The present design did not make these alterations simple to effect. Vernon recommended a redesign before manufacturing any for use.[7]

Refinement for Use in Submarines

By 1918, its virtues were more immediately apparent in submarines, as in surface ships there were issues of varying the illumination and the size of the model to match the scenario being observed, prompting its pursuit for surface craft to be suspended. H. Hughes and Sons produced three modified instruments for use in submarines, where they would be mounted on the periscope so that one eye could see the model as the other eye was looking through the periscope.
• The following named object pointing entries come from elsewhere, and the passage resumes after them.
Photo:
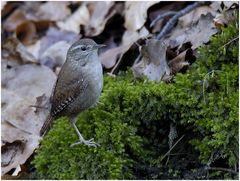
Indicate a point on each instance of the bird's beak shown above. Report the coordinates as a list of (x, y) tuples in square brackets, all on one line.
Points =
[(99, 46)]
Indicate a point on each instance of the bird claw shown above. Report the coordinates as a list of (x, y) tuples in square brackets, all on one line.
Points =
[(86, 142)]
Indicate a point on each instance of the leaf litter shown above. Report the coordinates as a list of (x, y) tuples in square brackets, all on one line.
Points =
[(37, 35)]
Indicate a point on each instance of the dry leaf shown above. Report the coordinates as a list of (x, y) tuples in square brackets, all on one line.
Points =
[(15, 19), (180, 61), (26, 32), (13, 50), (101, 12), (229, 4), (55, 35), (54, 11), (197, 34), (109, 57), (22, 85), (224, 19), (55, 55), (80, 17), (153, 63), (136, 14), (193, 16)]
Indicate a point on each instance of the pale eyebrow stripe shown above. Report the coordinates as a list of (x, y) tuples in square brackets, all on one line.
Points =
[(76, 47)]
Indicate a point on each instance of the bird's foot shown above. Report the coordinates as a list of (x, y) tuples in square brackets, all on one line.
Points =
[(86, 142)]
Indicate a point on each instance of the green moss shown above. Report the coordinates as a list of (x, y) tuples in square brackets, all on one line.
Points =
[(132, 121)]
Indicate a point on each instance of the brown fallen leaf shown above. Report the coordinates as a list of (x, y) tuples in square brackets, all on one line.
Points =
[(153, 63), (181, 61), (100, 13), (55, 55), (22, 85), (53, 10), (193, 16), (54, 35), (80, 17), (26, 32), (225, 18), (197, 34), (109, 57), (14, 50), (15, 19), (136, 14)]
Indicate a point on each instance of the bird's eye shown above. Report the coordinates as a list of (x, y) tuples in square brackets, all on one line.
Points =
[(83, 48)]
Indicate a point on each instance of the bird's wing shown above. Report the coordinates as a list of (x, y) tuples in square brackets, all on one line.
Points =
[(68, 86)]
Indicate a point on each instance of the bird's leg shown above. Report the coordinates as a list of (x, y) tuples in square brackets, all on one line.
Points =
[(81, 139)]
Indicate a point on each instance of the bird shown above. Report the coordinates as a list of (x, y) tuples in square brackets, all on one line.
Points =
[(78, 87)]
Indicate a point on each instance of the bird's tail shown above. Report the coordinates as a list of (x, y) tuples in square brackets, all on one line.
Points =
[(47, 124)]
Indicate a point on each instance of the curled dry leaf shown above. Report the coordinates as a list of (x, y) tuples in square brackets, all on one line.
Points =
[(109, 57), (14, 50), (193, 16), (54, 11), (181, 61), (15, 19), (153, 63), (101, 12), (136, 14), (55, 35), (197, 33), (223, 19), (26, 32), (55, 55), (22, 85), (80, 17)]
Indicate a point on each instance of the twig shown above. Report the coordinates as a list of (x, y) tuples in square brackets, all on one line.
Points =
[(117, 64), (234, 39), (174, 19), (161, 16), (222, 169), (205, 77), (172, 147)]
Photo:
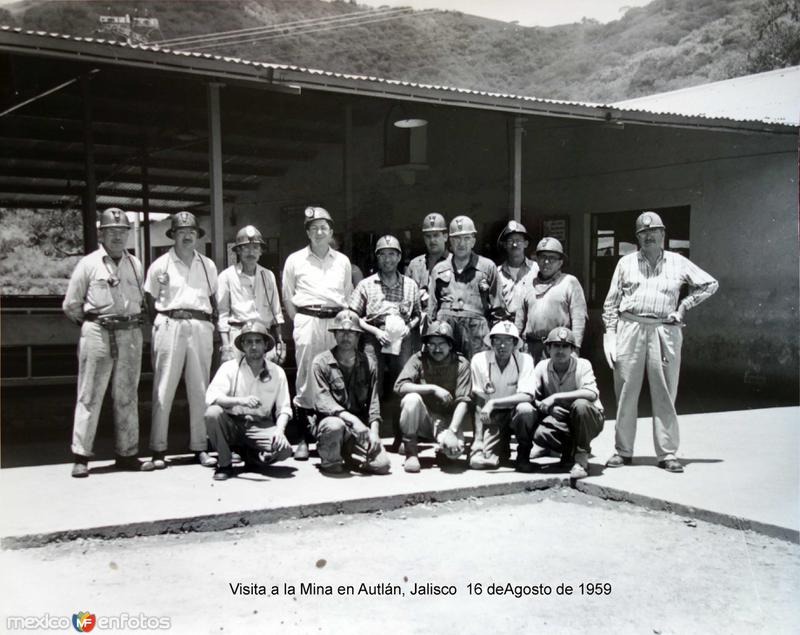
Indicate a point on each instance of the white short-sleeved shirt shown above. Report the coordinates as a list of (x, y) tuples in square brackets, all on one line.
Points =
[(243, 298), (235, 379), (176, 286), (98, 285), (309, 280), (506, 382)]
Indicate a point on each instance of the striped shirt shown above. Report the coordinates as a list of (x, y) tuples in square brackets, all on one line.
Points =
[(373, 300), (638, 288), (241, 298)]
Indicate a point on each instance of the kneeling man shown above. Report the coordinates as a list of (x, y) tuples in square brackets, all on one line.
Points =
[(248, 404), (434, 387), (500, 406), (568, 409), (347, 414)]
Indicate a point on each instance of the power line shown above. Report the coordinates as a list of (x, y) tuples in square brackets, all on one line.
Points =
[(315, 30), (265, 28)]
It was envisaged that further changes would be:[8]

  • Altering inclination angles to be off the bow rather than stern, as this is how Royal Navy submariners treated inclination
  • the vertical line would be changed to a pointer not as high as the model.
  • arrangements for different models to be easily swapped in
  • elimination of gearing and placing the model in the centre of the graduated arc

Footnotes

  1. Annual Report of the Torpedo School, 1916. Plate 2.
  2. Annual Report of the Torpedo School, 1916. p. 26.
  3. Annual Report of the Torpedo School, 1917. p. 197.
  4. Annual Report of the Torpedo School, 1916. p. 26.
  5. Annual Report of the Torpedo School, 1917. p. 197. (C.I.O. 2,442 of 1916, N.S. 25,841/16).
  6. Annual Report of the Torpedo School, 1917. p. 197.
  7. Annual Report of the Torpedo School, 1917. p. 197.
  8. Annual Report of the Torpedo School, 1918. p. 169.

Bibliography

  • H.M.S. Vernon. Annual Report of the Torpedo School, 1916. Originally C.B. 1329. Copy 4 at The National Archives. ADM 189/36.
  • H.M.S. Vernon. Annual Report of the Torpedo School, 1917. Originally C.B. 1474. Copy 7 at The National Archives. ADM 189/37.
  • H.M.S. Vernon. Annual Report of the Torpedo School, 1918. C.B. 1527. Copy 20 at The National Archives. ADM 189/38.